Outro tempo, outro lugar. Para falar a verdade, numa mistura da cultura dos anos 50 com alguma coisa de pós-apocalíptico numa cidade que não é outra senão Chicago. Durante uma de suas apresentações naquela que é também sua cidade natal, a estrela do rock Ellen Aim (Diane Lane) é seqüestrada pelo líder da gangue dos Corvos (Willem Dafoe). Uma fã preocupada (Deborah Van Valkenburgh), acreditando que o único capaz de resgatá-la é o seu irmão e antiga paixão da cantora Tom Cody (Michael Paré), envia uma mensagem para que ele volte para casa. De início contrariado, o insensível e metido a durão Cody une suas forças por dinheiro com uma amiga desgarrada (Amy Madigan) e com o empresário e atual namorado de Ellen (Rick Moranis) para invadir o bairro dos Corvos e resgatar a estrela do rock.
Engana-se quem acredita que o filme é um musical com brigas e explosões, como o material de divulgação da época equivocadamente fazia crer. A música quase nunca pára, mas não se infiltra nos diálogos em nenhum momento, e engloba tanto o rock'n'roll embalante feito sob encomenda quanto a bacana trilha incidental de Ry Cooder, colaborador habitual de Walter Hill. Talvez um dos diretores de sua geração mais obcecados com a estética do caos e da violência urbana, Hill "pega leve" em seu filme, ainda que não deixe de aplicar seu estilo característico à narrativa. O elenco traz alguns nomes que seriam catapultados à fama algum tempo depois, como Willem Dafoe (pálida e vampiricamente caracterizado como um psicodélico líder de gangue), a bonitinha e ordinária Diane Lane (que seria até mesmo indicada ao Oscar de melhor atriz pelo recente Infidelidade) e o nanico Rick Moranis (cujo mais famoso papel é o do professor que encolheu os filhos em Querida, Encolhi as Crianças). A latente falta de carisma do protagonista Michael Paré não era à toa, como demonstra sua carreira posterior rumo ao ostracismo.

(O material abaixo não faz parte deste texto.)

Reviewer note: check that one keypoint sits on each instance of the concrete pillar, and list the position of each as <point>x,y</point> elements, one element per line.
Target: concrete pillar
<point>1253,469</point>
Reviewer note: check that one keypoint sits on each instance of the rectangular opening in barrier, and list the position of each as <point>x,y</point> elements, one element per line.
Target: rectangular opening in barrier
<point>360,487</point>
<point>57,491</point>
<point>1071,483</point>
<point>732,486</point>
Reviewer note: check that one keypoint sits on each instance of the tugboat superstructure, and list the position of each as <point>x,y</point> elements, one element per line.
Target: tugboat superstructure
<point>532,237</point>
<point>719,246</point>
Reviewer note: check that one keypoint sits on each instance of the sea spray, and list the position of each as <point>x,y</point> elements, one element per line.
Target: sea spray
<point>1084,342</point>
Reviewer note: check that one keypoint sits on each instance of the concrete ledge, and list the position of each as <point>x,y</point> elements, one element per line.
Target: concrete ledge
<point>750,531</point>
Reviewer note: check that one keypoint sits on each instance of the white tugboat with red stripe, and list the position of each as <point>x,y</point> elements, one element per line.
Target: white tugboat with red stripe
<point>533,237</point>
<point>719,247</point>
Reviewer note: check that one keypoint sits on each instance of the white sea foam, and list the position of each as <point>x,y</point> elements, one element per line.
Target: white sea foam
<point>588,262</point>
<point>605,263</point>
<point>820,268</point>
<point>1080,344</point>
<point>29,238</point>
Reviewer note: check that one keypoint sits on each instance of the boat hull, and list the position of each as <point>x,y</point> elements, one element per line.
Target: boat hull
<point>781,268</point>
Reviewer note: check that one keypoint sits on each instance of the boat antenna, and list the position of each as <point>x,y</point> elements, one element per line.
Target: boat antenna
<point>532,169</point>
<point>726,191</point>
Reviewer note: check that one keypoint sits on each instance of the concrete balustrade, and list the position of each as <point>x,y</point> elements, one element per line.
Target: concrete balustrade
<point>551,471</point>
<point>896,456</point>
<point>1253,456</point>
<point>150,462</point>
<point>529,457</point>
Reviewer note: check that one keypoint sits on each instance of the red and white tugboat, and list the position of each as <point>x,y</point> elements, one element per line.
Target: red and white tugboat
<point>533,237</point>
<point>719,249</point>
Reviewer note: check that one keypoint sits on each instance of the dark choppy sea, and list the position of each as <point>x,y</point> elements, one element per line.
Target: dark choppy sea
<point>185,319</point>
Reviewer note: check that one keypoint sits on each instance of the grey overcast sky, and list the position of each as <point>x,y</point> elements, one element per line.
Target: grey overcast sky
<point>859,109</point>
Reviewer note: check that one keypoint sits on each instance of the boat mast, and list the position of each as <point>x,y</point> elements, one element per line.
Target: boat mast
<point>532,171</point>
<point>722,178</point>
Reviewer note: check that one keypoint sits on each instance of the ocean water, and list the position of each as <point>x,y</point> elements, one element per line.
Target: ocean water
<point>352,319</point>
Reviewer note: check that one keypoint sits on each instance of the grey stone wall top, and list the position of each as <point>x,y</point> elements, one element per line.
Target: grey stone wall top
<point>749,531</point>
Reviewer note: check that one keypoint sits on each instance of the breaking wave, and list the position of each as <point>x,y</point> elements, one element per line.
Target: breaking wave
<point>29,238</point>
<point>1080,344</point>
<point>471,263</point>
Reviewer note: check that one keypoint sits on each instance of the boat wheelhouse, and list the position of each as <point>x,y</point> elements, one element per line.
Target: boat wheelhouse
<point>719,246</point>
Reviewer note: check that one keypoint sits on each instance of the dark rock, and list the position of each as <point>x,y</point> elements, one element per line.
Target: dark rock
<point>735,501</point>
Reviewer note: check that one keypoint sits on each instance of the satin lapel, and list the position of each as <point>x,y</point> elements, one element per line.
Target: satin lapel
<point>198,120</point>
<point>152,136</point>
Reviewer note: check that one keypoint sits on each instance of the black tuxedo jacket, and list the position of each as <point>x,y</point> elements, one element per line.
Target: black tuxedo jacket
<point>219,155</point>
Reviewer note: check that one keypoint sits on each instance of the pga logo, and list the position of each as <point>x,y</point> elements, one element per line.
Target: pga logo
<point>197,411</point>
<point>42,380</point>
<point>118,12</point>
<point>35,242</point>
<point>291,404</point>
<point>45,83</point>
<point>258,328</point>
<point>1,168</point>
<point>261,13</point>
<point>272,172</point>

Em Ruas de Fogo, no entanto, todos eles dão certo em seus respectivos papéis. Qualquer análise rasteira diria que não há nada neste filme além de vento. O que é bem verdade, se levarmos tudo ao pé da letra quando o assunto é o roteiro chinfrim. O charme do filme, no entanto, está em outro lugar, e transparece na música, na ambientação e nos cenários utilizados por Walter Hill para compor seu conto atemporal. Como dito logo nos créditos de abertura, a história pretende ser uma fábula e, como tal, estabelece desde já o tom escapista e juvenil que norteia todo o seu desenvolvimento, entregando logo de cara que o filme não deve ser levado a sério para ser apreciado. O apelo de seus personagens era universal dentro da cultura juvenil da década de 80, e não é preciso ir muito longe para constatar que ainda hoje o arquétipo do herói relutante e do valentão que só deseja tirar uma casquinha da garota mais popular do pedaço ainda fazem parte das aspirações e da rotina de todo adolescente. A motivação dos personagens unidimensionais de Ruas de Fogo é simples assim, da mesma forma que seu apelo barato, fugaz e ainda assim deliciosamente convidativo.
A edição em DVD da Universal é completamente desprovida de extras.